On Mon, Jun 27, 2016 at 12:41:28PM +0200, Bert Freudenberg wrote:
On Mon, Jun 27, 2016 at 5:30 AM, David T. Lewis lewis@mail.msen.com wrote:
A bit off topic, but is is worth asking: If we really want to model Date as a position on a continuum of date values, and if we think that the implementation of Date as a kind of Timespan is not right, then shouldn't we just consider going back to the earlier (Squeak 3.6 and earlier) implementation of Date as a Magnitude, rather than Date as a Timespan?
I think this is a very relevant question. We may have to distinguish a Day from a Date.
This seems like a useful distinction to me. The concepts are different, and they deserve different representations.
To me as a native American English speaker, I would say that "Day" implies duration, and "Date" implies magnitude. I would expect that the current implementation of date as duration might map most directly to a Smalltalk class named "Day". And the earlier Squeak implementation of date as a magnitude would map directly to a Smalltalk class named "Date".
IMHO a birthday is a perfect example. It's defined by a day+month+year. If I was traveling I would celebrate the birthday in local time, so the generic "birthday" needs to compare equal to all the local dates independent of time zone.
This is how Dates worked before we made them Timespans (because they had no time, and hence no time zone). And this is also how they worked after I added the "nil" offset hack (which ignores the timezone). But it's a hack, not a good design.
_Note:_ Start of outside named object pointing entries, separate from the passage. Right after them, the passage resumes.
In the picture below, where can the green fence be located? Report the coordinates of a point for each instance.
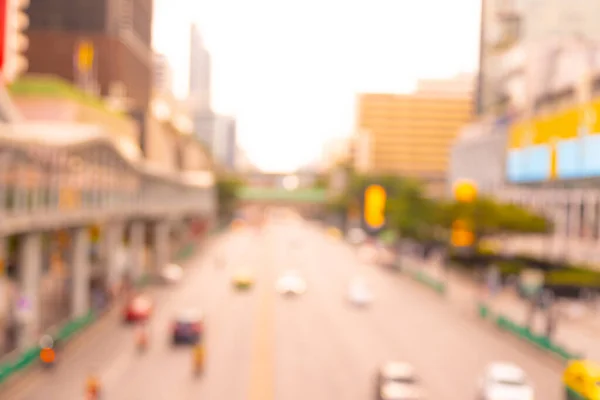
(429, 281)
(523, 332)
(21, 360)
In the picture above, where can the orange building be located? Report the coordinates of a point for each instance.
(412, 134)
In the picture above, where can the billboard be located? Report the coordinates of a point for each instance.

I'm not entirely sure what a good design would look like that also does not break old code.
- Bert -
If we can assume that the current Squeak implementation of Date as a duration makes sense for a class named "Day" and that the prior implementation of Date as a magnitude makes sense for a class named "Date", then a possible way forward would be (in someone's local image, not yet in trunk):
- Rename class Date as Day - Copy the Date tests to a new class for the Day tests. - Make sure that the tests for Day are working. - Load an old version of Date from the most recent Squeak version that had Date as a magnitude. - Make the unit tests work for Date.